Professor Ilona Kickbusch
I agree fully, and I think we have a very, very good example. We – you know, the European Union regularly has a meeting with the African Union, and it couldn’t take place because of COVID, etc., etc. They had a whole range of outstanding agendas when they were finally able to meet again a month or two ago, and the whole negotiation was driven by the inequity experiences that the African countries had had in terms of vaccine sharing, distribution inequity, etc.
And, you know, the summit, the joint summit, nearly went off the rails because of that, and the African countries and the African Union was incredibly outspoken, and the whole negotiations took a different turn, they had to be much more equitable in terms of partnership playing out, this is playing out everywhere, and I want to come back to what I already said.

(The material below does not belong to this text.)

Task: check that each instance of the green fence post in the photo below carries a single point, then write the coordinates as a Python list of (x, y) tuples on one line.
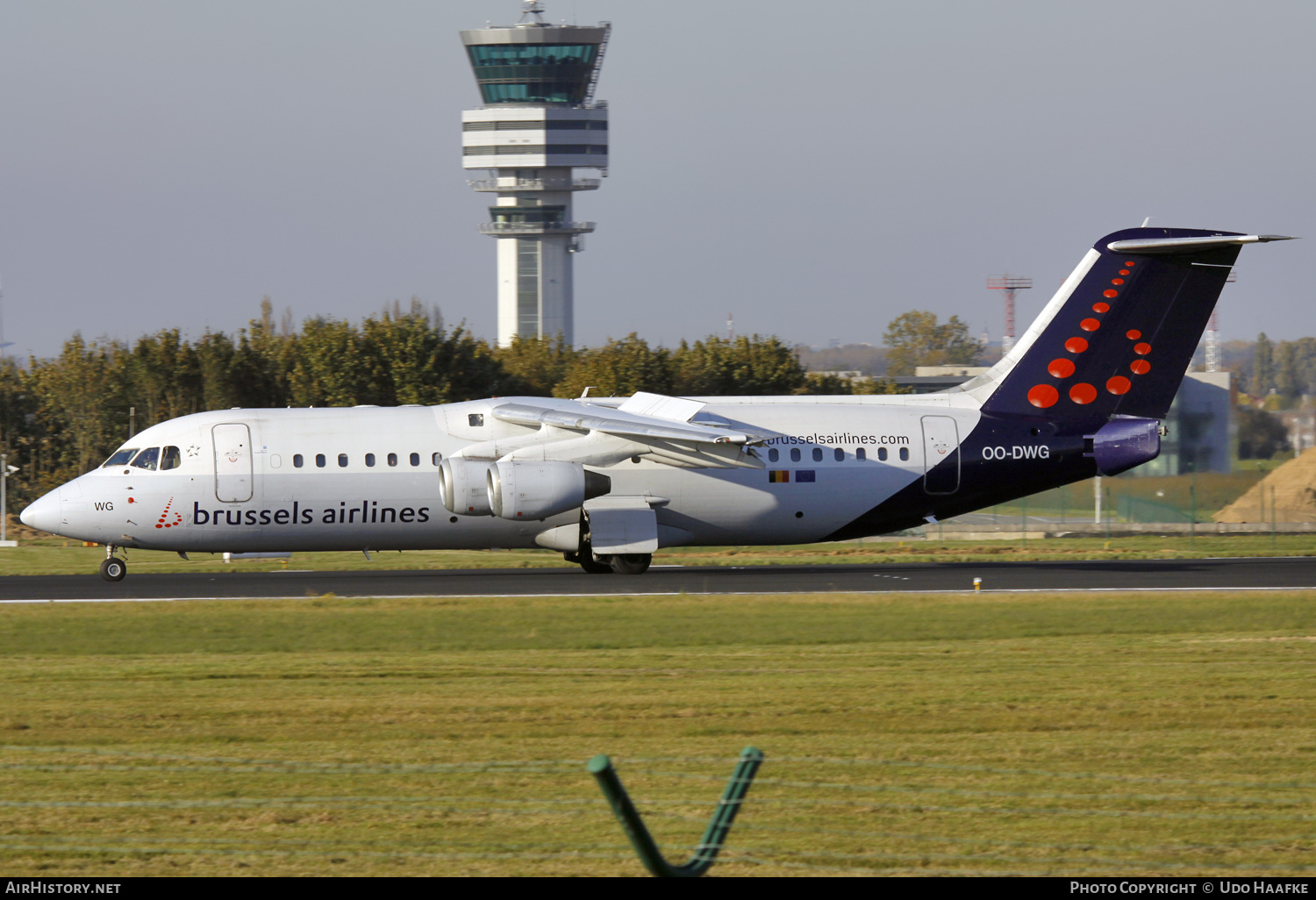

You know, look carefully at who abstained in the General Assembly of the United Nations when the Russia resolution was tabled. People initially said, “Oh, how wonderful, all these countries voted for it and we got it through.” No, have a look at who abstained, that is really – and, you know, the Biden Administration, for example, has a tremendous problem right now, because India is sitting on the fence in relation to both the Russia and the US and, you know, they are playing this out in general politics, and they can and will play this out in health, and they will use health for general politics.
Just look at vaccine diplomacy, and the two countries that used it most was China and India, and, you know, the European Union doesn’t only look egotistic in comparison to that, but it looks purely politically naive in comparison to that. So, those are things we also need to analyse better.
Emma Ross
Okay, unfortunately we’re out of time with loads more questions to go. I wanted to squeeze in a one-liner, a kicker from each of you, and that is before we wrap up, a quick one-liner, would a weak agreement be better than nothing, or would it be very damaging? David Heymann, yes or no? A weak agreement’s better than nothing, or not…?
Professor David Heymann
We have a weak agreement now in the International Health Regulations, so we should continue to work with it, if we get nothing more.
Emma Ross
Ilona, a weak treaty, accord worth anything?
Professor Ilona Kickbusch
Well, it depends if it’s a framework convention, because the convention in itself can be relatively weak, but the COPs that follow could actually - a s the climate changes, actually be quite strong, so, it depends what kind of instrument you choose.
Emma Ross
Okay, David Fidler, is a weak one worth having?
David Fidler
No.
Emma Ross
Okay, thank you. Well, that’s it, guys, that’s all we have time for, and I’m sorry we didn’t get to more questions, but a really fascinating conversation and still more to unpick with that, so, thank you, Ilona and David, so much for sharing your considerable insight with us, and such a frank exchange. There was more agreement between you than I thought there was going to be, which was quite interesting, and as for the next steps, a draft of the deck to the treaty is due the 1st of August, so, I guess we’ll have to have a look at that, and in the meantime, to our audience, thank you so much for joining us. I hope it’s been informative and I will close now, so, thank you all for joining David and I, and thank you, David, again as ever.